Granuloma annulare is a skin condition that consists mainly of raised, reddish or skin-colored bumps (lesions) that form ring patterns usually on the hands and feet.

The exact cause of granuloma annulare is unclear. However, in some cases, the condition may be triggered by minor skin injuries or certain medications. Some types of granuloma annulare develop most commonly in adults, while other types may affect only children.

In most cases, granuloma annulare causes no pain or itching, therefore it does not require any treatment. The lesions typically disappear on their own within a couple of years.
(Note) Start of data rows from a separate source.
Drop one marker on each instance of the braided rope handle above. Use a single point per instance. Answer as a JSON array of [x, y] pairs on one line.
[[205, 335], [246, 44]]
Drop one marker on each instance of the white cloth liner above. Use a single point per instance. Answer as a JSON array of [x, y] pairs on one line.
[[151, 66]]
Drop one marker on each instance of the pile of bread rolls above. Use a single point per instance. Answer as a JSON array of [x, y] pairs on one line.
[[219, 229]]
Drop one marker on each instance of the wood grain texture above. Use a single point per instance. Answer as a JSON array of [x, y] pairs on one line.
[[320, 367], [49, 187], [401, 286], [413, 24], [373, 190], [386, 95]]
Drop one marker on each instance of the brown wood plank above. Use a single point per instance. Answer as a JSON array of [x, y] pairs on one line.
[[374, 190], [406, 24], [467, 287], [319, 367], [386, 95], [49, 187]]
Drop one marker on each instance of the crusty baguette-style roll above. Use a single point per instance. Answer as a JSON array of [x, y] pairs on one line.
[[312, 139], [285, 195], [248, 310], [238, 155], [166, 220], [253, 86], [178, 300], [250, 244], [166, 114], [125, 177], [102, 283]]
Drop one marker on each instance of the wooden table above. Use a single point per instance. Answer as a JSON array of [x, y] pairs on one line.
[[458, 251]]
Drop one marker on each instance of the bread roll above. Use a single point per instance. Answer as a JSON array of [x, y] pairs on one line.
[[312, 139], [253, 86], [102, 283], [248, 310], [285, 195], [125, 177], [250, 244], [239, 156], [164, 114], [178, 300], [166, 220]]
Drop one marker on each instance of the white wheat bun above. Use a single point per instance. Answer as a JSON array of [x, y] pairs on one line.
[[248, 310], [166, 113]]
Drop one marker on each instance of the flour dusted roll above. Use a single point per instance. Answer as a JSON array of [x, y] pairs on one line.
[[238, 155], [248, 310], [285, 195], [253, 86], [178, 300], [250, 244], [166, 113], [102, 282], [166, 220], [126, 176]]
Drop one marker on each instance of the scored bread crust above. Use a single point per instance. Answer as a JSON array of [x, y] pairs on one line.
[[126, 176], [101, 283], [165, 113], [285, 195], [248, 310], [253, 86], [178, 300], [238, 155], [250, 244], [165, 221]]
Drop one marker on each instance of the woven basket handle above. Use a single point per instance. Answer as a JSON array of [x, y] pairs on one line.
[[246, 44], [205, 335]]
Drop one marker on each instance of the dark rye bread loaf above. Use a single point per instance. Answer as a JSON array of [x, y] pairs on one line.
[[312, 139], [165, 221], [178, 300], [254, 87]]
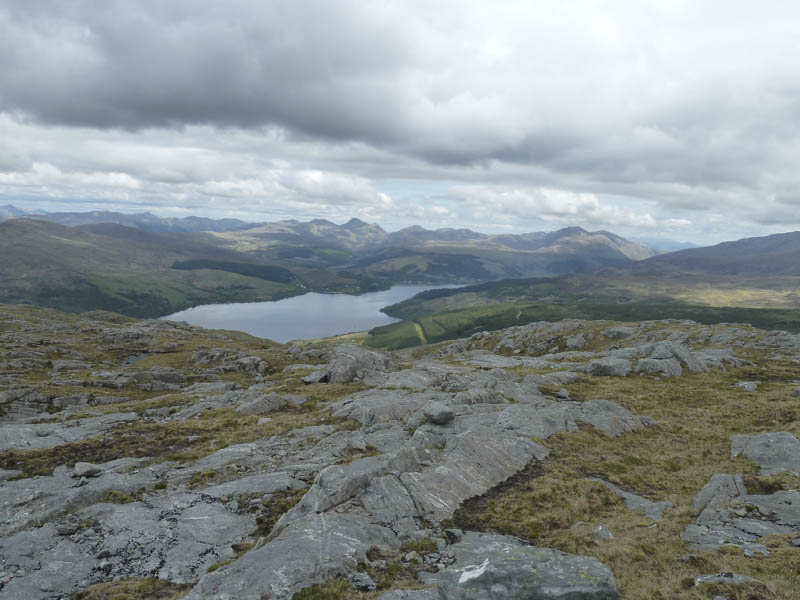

If the lesions’ appearance is bothersome, prescription medications may help speed up their disappearance.



Symptoms of granuloma annulare may vary relative to the variety:


  • Localized: The most common type of granuloma annulare, which most commonly occurs in young adults, especially women. It mostly affects the hands, feet, wrists and ankles causing lesions with a circular or semicircular shape.
  • Generalized: This type of granuloma annulare mostly affects adults and causes lesions over a large portion of the body including the trunk, arms and legs. Generalized granuloma annulare is likely to be itchy.
  • Subcutaneous: This type of granuloma annulare occurs predominantly in children and it produces a firm lump under the skin rather than a rash.



The exact cause of granuloma annulare is unknown. However, in some cases, the condition may be caused by:


  • Animal or insect bites
  • Infections, including hepatitis
  • Vaccinations
  • Tuberculin skin tests
  • Sun exposure


Risk factors

Granuloma annulare that causes a large number of lesions or generalized lesions is sometimes associated with diabetes or thyroid disease.